Ward, Jones ordered to post $50K bond

Staff Report

MONTROSE — John Ward and Valerie Jones will have to post a $50,000 cost bond for proceedings in their lawsuit against the Daily Press and other defendants, according to a ruling handed down last Friday.

The Daily Press covered Ward’s criminal case, which included allegations of exploitation of children, in 2003. Ward eventually pleaded no contest to two felony counts of contributing to the delinquency of a minor and a misdemeanor charge of harassment; other charges were dropped and he was sentenced in 2004 to 10 years’ probation.

Ward and Jones are claiming defamation, interference and conspiracy in their suit and are also suing on behalf of their dance studio business. Bennett Hodgins, a former student at the school, is suing for malicious prosecution, after sex charges against him were dismissed.

Because Ward and Jones reside in Ajijic, Jalisco, Mexico, Daily Press attorneys argued a cost bond should be imposed and sought $90,000. According to Judge Dennis Freidrich’s Friday ruling, Ward and Jones claimed to be residents of both Colorado and Mexico.

“The court finds that the plaintiffs are not residents of Colorado and statute does require a bond,” Friedrich wrote, ordering them to post one. “The court denies the plaintiff’s request for an opportunity to file an indigency status. Failure of the plaintiffs to comply with this order within 20 days of today’s date may result in the court dismissing said plaintiffs.”

The ruling said the court had no discretion in the matter because of state law.

The document also referenced a motion filed in Ward’s criminal matter Dec. 12, seeking a change in probation conditions.

The motion asked Friedrich to change Ward’s probation from supervised to unsupervised, so he could avoid paying a monthly supervision fee as required by the terms of his sentence.

“Mr. Ward is now two years into probation supervision, but for the last 18 of them, he has been in Mexico full-time,” attorney Colleen Scissors wrote in the motion. Scissors does not represent Ward in his civil suit.

“Paying a supervision fee is a cost that seems both unreasonable and unnecessary under the circumstances.”

She also objected to the requirement that Ward file a monthly status report, saying it also seemed unnecessary. In the motion, she said Ward would agree to immediately notify probation of any address changes or new arrests.

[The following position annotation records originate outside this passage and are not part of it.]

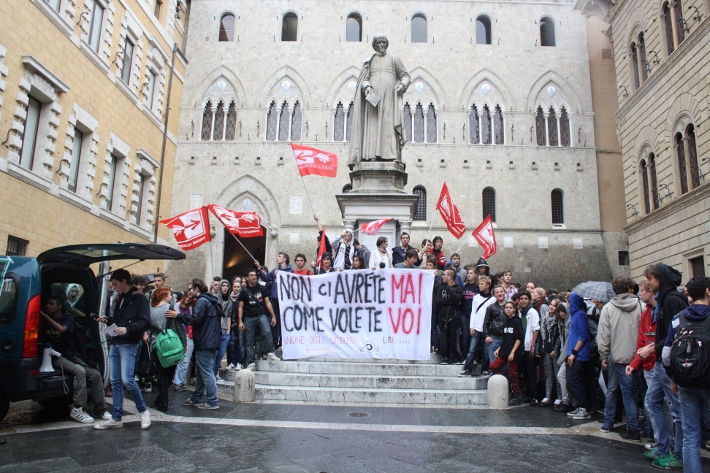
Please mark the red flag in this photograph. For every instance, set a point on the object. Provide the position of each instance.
(315, 161)
(246, 224)
(450, 213)
(190, 229)
(321, 249)
(486, 237)
(371, 228)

Deputy District Attorney Wiley Christopher said in his Dec. 19 response however that such guarantee of compliance was insufficient. He said it was his position that Ward took little responsibility for the matter at hand and he criticized Ward’s harsh descriptions of previous prosecutors.

“His use of intemperate language clearly reveals that he feels himself to be the true victim,” Christopher wrote, citing examples in which Ward allegedly described former prosecutors as “a tragically disturbed Gorgon with a psychotic need for power and a pip squeak who is trying to prove he has more value than as a diminutive gun-toting hat rack...a vindictive, drunken dwarf and an aged promiscuous witch.”

Christopher, who did not prosecute the original case, said that though such language might well show enhanced literacy on Ward’s part, it was not indicative of taking responsibility.

“...in courageous disregard of the defendant’s ability with adjective and metaphor (I) contend that it is not unreasonable to continue supervised probation, given that the sole mechanism for compliance suggested by the defendant is that he self-report changes of address and new arrests,” Christopher wrote.

“Where there is no acceptance of responsibility, any reliance upon voluntary compliance is based more upon hope than upon realism,” he concluded.

There was no indication when the motion would be ruled on.